Monday 15 February 2021

Railway Archaeology: London Transport Museum


The London Transport Museum is housed in the former Flower Market building in Covent Garden, and I gave it a visit on my trip to London in October 2019 (yes, I am VERY behind on these writeups). 

LTM's history started with one of the London bus companies preserving some horse-drawn omnibuses in the 1920s, and the museum today very much reflects this. I'd gone in assuming that it would predominantly be about the Tube, but a significant proportion of the displays - and especially the big displays, like the vehicles - are old buses and trams, and even hansom cabs. 

A preserved horse-drawn tram

The exhibition starts at the beginning and sort of goes forward in time, so you get the history of all the original horse-drawn vehicles, the first crossings of the Thames, the arrival of steam trains and the early cut-and-cover Tube lines, the later deeper Tube lines, busification of trams, dieselisation of buses and electrification of trains. 

An early Metropolitan Line steam train, with its steam condenser pipe (via Loz Pycock)

Something that's always fascinated me was how they ran steam trains underground in those early days.
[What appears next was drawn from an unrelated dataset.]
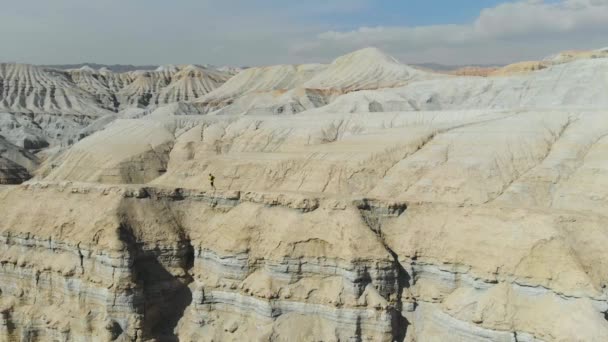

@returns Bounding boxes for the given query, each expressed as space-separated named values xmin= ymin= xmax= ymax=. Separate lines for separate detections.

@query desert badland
xmin=0 ymin=42 xmax=608 ymax=342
The early lines were very close to the surface and they had a lot of ventilation shafts and so on, and they did have a few technical tricks up their sleeves to reduce the soot and steam emitted by the engines, but there's no doubt it would have been a pretty unpleasant experience - particularly for the drivers! 

Suburbs like Golders Green were born as the Tube was built out

The museum touches on the phenomenon of Metro-land, which was an early - and very systematised - version of urban sprawl. Tube companies would essentially acquire large amounts of land out on the fringes of London, build the train lines out to serve those communities then sell the land, and pitch it all as a way of buying into the commuter lifestyle - so they could make money both on the property speculation, and on the train tickets for the foreseeable future, as the new residents commuted into central London for work every day. They had very clear visions for what these suburbs would look like - doing their best to recall rural village idylls with the architecture of the houses, as well as the train stations. 

Make up your mind! 

The museum has a huge collection of posters and similar memorabilia through the years. The British just seem to do railway advertising really well - the mainline operators through the years seem to have a similarly good record to the Tube - and LTM has a number of these posters and bits and pieces on display. 

Drawings of the complicated layout of Embankment Underground Station

One of the things I admire the most is the diagrams of station layouts that they have - showing how the train tunnels for different lines duck and weave around each other, and how the pedestrian access tunnels fit around all of these. They really are rabbit warrens sometimes, and it's fascinating to see them visualised like this. 

A classic visualisation of the space-efficiency of different modes

Another thing they seem to do really well is advertising public transport or good urbanism more generally. The above poster from 1965 is a brilliant example of this, and it's a concept I've seen recreated in a bunch of memes, decades later. 

Moquette patterns through the years

They also have a bunch of exhibits on the moquette patterns through the years - the fabric patterns on the seats of the trains. Many of these are really iconic designs, which have earned a lot of affection from Londoners - and you can buy a bunch of stuff in the LTM gift shop with the moquette patterns, from clothes to furniture. I really love how they celebrate their own public transport network, and will sell merchandise for it - it's crazy that nobody official is doing this in Australia, because there is a clear market for it (as proven by the people selling unofficial train and tram moquette face masks and t-shirts and jumpers). 

Many people took shelter in Tube stations during the Blitz (source)

One exhibit I really loved was the Hidden London exhibit, which was about transport - especially the Tube - during World War II. (It had the feel of a temporary exhibit, but evidently it was still in place a year after my visit, so who knows.) There was an extensive recreation of the underground spaces that were adapted from abandoned Tube stations to be used as bunkers during the Blitz - things like medical facilities for the general public during air raids, and dining rooms for the relatively high-ups, which given the constrained space in the tunnels were designed by the railway staff along similar lines to dining cars. 

I was expecting a bit more focus on the Tube and less focus on other aspects, but overall the museum was very interesting and well worth the visit.